Healthcare for mothers during childbirth in the early 1900s was severely lacking. Because of the lack of trained doctors in impoverished areas of the US, infant and mother mortality was relatively high during childbirth. Hospitals in certain areas were deficient in medical care, and often were little more than a room with a few beds in it. Physician regulations were patchy and infrequently enforced, leading to a highly variable level of care for expectant mothers. The government provided little financial or medical support for poor farmers' wives, so very few of them could afford a properly trained doctor or midwife.2 All of these factors lead to high infant and maternal mortality. Poor sanitation caused potentially life-threatening infections, and complications during delivery were often handled by someone poorly trained and consequently more likely to result in death. Maternal mortality in Louisiana in the 1930s ranged from 10 mother deaths per 1000 births in 1930 to 6.2 deaths per 1000 births in 1939. The decade followed a steady downward trend in deaths, but the numbers were still an order of magnitude higher than maternal mortality in the 21st century.4 5 Families had to live with the constant threat of death or serious injury during the childbirth process, and many children grew up during the 30s without a mother as a result.

Sources[edit]

1. Mann, K. "One Hundred Years Of Alcoholism: The Twentieth Century." Alcohol and Alcoholism, 2000, 10-15. Accessed October 1, 2015.

2. Loudon, Irvine. "The Geography and Politics of Maternal Care in the USA: Introduction." In Death in Childbirth: An International Study of Maternal Care and Maternal Mortality, 1800-1950. Oxford: Oxford University Press, 1992.

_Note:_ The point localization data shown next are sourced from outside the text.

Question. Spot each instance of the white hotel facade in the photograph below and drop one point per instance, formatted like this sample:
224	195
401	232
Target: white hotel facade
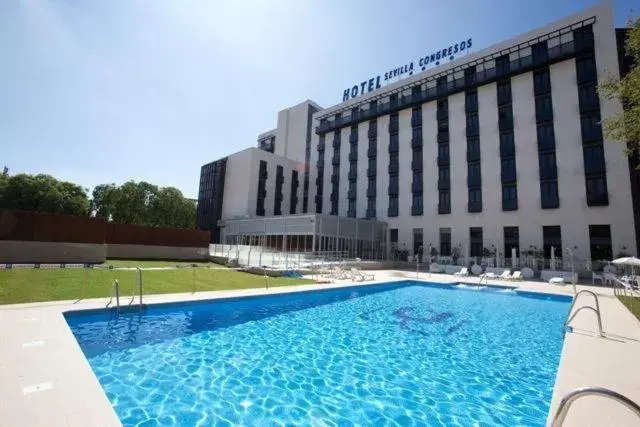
500	149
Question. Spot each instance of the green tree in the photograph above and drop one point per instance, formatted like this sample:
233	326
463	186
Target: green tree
132	206
104	199
42	193
171	209
625	126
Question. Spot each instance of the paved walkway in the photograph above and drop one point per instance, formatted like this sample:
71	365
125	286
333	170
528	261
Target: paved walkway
45	379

3. Travis, Trysh. "Part One: Addiction and Recovery." In Language of the Heart a Cultural History of the Recovery Movement from Alcoholics Anonymous to Oprah Winfrey. Chapel Hill, NC: University of North Carolina Press, 2010.

4. Federal Security Agency. United States Public Health Service. Vital Statistics Rates in the United States 1900-1940. By Forrest E. Linder and Robert D. Grove. Washington, D.C.: U.S. United States Government Printing Office, 1947.

5. U.S. Department of Health and Human Services. Centers for Disease Control and Prevention. Maternal Mortality and Related Concepts. By Donna L. Hoyert. DHHS 2007-1417. Washington, D.C.: U.S. United States Government Printing Office, 2007.